With just a few months before its UK government licence expires, Cambo looks increasingly unlikely to proceed.
The industry has warned that leaving British oil in the ground will simply mean more imports from overseas, resulting in more carbon emissions, rather than less.
Therefore, in the absence of Cambo, the challenge presented to government is to ensure this does not happen and that renewables fill the breach instead.
If this pace of change seems too fast or unachievable, then consider the findings of a recent report by the International Energy Agency, which concluded there should be no further investment in new fossil fuel supply projects if the world is to reach net-zero emissions by 2050.
The IEA's executive director Fatih Birol said that “the scale and speed of the efforts demanded by this critical and formidable goal... make this perhaps the greatest challenge humankind has ever faced”. But he added that a “historic surge in clean energy investment” could create millions of jobs and increase economic growth.
Oil and gas are essential now, but change is coming – and rapidly. Sales of new petrol and diesel cars in the UK are to be stopped in just eight years’ time, with new gas boilers expected to be banned from 2035.

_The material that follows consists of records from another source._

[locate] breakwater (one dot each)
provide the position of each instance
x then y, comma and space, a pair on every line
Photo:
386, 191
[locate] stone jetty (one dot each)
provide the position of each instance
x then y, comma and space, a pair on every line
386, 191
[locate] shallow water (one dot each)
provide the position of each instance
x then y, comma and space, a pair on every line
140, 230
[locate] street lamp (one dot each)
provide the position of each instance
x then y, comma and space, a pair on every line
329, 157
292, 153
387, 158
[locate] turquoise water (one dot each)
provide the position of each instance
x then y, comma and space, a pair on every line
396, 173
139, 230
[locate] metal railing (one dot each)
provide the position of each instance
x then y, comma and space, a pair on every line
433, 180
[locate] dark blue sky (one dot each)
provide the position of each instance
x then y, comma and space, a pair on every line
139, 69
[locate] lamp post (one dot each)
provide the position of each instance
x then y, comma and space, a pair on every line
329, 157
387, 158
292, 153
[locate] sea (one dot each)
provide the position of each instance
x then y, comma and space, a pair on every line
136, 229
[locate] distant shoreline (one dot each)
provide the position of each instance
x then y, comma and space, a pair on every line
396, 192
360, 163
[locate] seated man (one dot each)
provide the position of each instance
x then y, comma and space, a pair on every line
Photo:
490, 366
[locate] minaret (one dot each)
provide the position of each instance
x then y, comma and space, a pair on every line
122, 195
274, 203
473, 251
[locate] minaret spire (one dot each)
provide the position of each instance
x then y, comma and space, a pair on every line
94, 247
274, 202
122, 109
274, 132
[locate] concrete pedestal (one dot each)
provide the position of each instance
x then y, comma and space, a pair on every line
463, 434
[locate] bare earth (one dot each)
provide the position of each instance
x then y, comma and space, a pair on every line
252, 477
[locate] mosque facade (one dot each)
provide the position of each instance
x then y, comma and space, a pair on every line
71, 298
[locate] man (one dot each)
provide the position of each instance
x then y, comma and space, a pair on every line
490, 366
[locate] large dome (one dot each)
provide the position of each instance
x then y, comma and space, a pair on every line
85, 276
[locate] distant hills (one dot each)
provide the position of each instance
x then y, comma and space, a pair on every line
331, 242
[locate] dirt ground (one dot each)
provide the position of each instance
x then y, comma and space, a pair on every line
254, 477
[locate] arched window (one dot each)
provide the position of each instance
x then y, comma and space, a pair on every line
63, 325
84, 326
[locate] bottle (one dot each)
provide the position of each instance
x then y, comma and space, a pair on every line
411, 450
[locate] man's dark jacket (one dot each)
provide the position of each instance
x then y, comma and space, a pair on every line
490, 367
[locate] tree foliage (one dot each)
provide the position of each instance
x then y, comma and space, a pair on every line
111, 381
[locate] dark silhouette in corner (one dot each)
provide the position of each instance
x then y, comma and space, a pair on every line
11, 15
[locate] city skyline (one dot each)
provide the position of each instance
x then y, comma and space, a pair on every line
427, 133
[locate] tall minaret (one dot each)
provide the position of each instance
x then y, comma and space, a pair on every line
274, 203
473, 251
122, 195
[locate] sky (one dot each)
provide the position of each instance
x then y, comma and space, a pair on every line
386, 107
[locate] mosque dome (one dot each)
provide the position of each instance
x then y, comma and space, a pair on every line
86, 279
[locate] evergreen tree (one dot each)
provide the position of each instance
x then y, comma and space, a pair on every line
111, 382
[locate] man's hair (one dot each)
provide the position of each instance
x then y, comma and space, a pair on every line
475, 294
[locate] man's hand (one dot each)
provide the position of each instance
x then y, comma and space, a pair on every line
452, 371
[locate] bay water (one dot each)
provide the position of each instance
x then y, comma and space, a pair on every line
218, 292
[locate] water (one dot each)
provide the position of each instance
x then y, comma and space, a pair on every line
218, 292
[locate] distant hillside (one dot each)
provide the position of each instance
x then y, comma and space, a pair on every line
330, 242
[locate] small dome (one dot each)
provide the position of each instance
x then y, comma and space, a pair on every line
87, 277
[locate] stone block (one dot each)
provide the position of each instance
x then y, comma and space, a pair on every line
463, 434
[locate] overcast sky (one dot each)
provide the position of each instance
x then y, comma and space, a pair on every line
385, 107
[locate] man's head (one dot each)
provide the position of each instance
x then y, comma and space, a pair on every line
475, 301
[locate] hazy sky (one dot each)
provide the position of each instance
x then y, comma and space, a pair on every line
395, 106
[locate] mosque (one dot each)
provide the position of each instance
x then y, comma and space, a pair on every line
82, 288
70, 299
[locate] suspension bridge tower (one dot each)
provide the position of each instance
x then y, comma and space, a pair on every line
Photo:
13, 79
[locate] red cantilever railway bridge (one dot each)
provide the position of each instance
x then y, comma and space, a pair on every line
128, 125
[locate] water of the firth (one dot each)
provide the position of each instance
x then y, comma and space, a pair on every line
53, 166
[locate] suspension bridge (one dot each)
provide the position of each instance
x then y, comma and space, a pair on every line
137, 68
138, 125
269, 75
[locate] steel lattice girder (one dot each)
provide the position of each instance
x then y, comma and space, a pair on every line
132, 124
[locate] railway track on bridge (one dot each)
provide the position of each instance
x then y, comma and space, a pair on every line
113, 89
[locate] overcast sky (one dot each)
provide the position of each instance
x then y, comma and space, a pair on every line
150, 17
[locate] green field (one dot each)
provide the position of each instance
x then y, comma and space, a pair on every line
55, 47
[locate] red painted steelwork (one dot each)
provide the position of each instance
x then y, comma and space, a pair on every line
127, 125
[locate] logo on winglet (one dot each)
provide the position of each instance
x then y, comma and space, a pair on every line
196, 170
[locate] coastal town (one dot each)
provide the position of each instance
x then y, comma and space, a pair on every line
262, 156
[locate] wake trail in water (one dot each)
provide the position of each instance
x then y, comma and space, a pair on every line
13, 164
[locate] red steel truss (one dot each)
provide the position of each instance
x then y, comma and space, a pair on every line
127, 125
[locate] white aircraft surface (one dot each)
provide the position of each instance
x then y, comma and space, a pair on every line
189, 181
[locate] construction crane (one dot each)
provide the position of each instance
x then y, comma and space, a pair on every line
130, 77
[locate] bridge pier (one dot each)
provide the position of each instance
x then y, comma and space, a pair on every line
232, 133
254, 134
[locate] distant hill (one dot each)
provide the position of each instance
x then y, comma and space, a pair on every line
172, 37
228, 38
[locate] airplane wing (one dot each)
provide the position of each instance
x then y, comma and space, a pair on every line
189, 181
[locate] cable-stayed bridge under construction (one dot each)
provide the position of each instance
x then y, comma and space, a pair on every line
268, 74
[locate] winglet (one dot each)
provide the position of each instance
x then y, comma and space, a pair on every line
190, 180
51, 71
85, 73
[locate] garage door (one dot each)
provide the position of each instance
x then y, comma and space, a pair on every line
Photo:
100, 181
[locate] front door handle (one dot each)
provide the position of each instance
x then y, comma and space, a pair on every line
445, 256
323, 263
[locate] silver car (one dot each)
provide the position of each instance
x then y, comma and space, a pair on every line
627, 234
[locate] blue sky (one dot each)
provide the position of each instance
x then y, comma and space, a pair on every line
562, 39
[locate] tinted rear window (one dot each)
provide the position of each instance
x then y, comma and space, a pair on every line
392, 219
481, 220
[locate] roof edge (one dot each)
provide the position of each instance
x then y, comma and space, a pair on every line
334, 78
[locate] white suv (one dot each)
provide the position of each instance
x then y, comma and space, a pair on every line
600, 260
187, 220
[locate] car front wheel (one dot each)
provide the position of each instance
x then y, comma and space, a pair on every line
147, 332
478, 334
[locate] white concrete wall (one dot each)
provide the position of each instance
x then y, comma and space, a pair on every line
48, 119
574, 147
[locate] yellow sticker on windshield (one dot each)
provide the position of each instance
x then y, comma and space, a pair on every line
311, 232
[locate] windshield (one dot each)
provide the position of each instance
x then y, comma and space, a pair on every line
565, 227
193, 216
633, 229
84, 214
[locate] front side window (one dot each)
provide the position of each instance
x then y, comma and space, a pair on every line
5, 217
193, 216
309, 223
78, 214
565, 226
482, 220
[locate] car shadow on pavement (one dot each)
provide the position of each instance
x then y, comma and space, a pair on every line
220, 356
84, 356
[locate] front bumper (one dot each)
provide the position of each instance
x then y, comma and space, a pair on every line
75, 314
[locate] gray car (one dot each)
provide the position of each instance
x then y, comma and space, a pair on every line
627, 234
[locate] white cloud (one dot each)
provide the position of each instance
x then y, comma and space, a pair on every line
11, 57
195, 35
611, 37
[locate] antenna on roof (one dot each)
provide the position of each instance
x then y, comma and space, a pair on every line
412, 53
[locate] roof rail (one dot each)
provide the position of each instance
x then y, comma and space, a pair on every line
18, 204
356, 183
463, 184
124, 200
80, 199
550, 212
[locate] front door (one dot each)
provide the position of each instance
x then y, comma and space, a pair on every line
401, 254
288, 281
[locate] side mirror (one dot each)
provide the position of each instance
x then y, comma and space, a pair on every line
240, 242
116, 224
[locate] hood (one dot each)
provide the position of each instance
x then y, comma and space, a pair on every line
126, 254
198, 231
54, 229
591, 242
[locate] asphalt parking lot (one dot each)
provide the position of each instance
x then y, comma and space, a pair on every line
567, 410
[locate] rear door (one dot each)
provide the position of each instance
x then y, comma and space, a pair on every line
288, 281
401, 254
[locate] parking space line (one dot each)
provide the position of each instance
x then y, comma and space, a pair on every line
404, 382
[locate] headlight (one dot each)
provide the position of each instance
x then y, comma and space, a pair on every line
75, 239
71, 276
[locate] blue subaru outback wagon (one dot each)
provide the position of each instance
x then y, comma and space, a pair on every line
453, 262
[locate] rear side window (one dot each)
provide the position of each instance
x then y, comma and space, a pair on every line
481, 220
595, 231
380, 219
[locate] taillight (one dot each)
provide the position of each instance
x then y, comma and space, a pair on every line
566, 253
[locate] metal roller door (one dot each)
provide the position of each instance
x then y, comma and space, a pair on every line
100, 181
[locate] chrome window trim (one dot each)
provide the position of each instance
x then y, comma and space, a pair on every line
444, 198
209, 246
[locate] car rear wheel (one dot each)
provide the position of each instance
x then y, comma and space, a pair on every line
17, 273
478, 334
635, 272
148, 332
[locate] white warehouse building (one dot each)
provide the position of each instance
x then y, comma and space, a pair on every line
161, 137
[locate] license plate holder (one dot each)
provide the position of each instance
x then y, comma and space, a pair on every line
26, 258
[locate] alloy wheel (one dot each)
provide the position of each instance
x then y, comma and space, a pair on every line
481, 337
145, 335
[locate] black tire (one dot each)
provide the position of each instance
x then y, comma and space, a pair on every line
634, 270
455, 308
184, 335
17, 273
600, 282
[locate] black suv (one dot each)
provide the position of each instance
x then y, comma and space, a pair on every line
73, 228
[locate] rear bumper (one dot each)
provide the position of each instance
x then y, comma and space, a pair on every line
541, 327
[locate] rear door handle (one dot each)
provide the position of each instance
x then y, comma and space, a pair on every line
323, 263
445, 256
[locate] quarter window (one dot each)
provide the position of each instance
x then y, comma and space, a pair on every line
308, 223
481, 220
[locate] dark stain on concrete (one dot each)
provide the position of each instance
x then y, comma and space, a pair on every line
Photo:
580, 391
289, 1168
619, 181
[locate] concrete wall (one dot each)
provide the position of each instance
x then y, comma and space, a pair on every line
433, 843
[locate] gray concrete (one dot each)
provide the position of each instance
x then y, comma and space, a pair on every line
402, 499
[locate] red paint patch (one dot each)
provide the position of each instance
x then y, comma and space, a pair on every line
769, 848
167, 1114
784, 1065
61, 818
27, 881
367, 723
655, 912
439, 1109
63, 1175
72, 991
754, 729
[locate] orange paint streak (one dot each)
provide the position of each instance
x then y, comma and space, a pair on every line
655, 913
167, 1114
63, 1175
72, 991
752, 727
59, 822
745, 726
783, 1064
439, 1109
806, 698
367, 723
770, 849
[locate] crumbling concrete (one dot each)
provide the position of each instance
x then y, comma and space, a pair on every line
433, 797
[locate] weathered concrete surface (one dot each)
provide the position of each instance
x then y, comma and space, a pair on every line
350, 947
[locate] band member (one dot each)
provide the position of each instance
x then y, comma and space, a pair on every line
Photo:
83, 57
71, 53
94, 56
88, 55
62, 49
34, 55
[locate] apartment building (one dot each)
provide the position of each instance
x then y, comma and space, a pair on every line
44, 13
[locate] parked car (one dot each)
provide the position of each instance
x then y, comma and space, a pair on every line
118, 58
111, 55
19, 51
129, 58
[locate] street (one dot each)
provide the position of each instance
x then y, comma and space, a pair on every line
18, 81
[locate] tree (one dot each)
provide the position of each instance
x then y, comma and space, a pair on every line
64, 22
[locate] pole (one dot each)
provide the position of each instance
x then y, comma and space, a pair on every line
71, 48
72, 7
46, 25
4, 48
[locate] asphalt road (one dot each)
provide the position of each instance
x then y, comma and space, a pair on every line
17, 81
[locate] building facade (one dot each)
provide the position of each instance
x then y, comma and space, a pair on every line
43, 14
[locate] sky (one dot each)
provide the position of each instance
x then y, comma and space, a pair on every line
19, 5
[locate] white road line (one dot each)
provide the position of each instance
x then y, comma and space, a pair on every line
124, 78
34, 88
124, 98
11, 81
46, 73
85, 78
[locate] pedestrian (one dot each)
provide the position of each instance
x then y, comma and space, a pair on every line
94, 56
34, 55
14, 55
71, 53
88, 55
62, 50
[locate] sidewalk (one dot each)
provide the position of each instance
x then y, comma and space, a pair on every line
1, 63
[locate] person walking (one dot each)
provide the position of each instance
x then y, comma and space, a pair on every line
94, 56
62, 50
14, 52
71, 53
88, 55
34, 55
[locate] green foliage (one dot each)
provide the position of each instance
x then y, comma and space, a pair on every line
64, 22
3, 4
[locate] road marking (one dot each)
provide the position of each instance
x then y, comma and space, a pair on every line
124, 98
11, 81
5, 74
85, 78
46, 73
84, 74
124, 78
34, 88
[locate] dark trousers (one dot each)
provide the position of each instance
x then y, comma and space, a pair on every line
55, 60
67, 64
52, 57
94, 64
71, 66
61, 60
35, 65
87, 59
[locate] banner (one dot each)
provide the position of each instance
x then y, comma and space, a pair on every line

The market in Britain is about to dramatically diminish and the same is happening to the economic case for new oil fields, particularly given the prospect of governments imposing further restrictions on fossil fuels.
Investors hoping for a return over decades may decide the risk is too great. And, as that feeling grows, ‘investor flight’ becomes increasingly likely as people seek to avoid being left holding assets that cost billions, but are worth little.
The oil industry needs to work with government to bring about its transformation into a renewable energy industry. If it does not, it risks a sudden collapse with serious consequences for thousands of workers.
We are beginning to see the future. Sticking our head in the sand and ignoring humanity’s “greatest challenge” would be a catastrophic mistake.